Pada kenyataannya, agama dan sejarah yang kita pelajari memberikan pernyataan sesungguhnya kemudahan itu datang setelah kesulitan, dan sesungguhnya setelah malam itu adalah fajar.
       
Pada bagian terakhir penulis menjelaskan bagaimanakah seharusnya seorang muslim itu mempunyai persfektif  terhadap waktu
  1. Seorang muslim harus melihat pada masa lalu dan menjadikannya satu pelajaran
  2. Ia harus melihat waktu yang akan datang
  3. Memberikan perhatian yang besar pada masa sekarang

Bukanlah sesuatu yang dapat dibenarkan meninggalkan atau melupakan masa lalu tanpa adanya satu  pelajaran yang diambil darinya dengan hujjah ia telah berlalu, karena ada suatu pelajaran, keutamaan, dan kelebihan yang diambil dari hal yang lama sedangkan ia tidak diperbaharui, bukankah Al-qur'an itu kalamullah yang tidak akan ada pembaharuan di dalamnya?

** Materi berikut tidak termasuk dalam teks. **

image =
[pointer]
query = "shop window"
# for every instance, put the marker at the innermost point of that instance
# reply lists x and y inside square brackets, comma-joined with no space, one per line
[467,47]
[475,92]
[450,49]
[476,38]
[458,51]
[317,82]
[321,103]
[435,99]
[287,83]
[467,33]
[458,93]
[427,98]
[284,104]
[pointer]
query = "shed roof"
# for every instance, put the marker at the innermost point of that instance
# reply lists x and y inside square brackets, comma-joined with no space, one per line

Oleh sebab itulah hendaknya seorang muslim menjadikan masa lalu itu sebagai cermin bagi dirinya, mengambil hikmah apa saja yang telah terjadi, meninggalkan dan menjauhi kesalahan yang terjadi di masa lalu agar tidak terulang kembali, dan yang tidak kalah penting adalah ia harus membuat perhitungan terhadap dirinya, "apakah yang harus ia lakukan, mengapa ia lakukan, apa yang harus ia tinggalkan, dan  mengapa ia tinggalkan?
Amirul mu'minin Umar bin Khattab pernah berkata : "Hitunglah dirimu sebelum kau di perhitungkan, dan timbanglah perbuatanmu sebelum kau dipertimbangkan".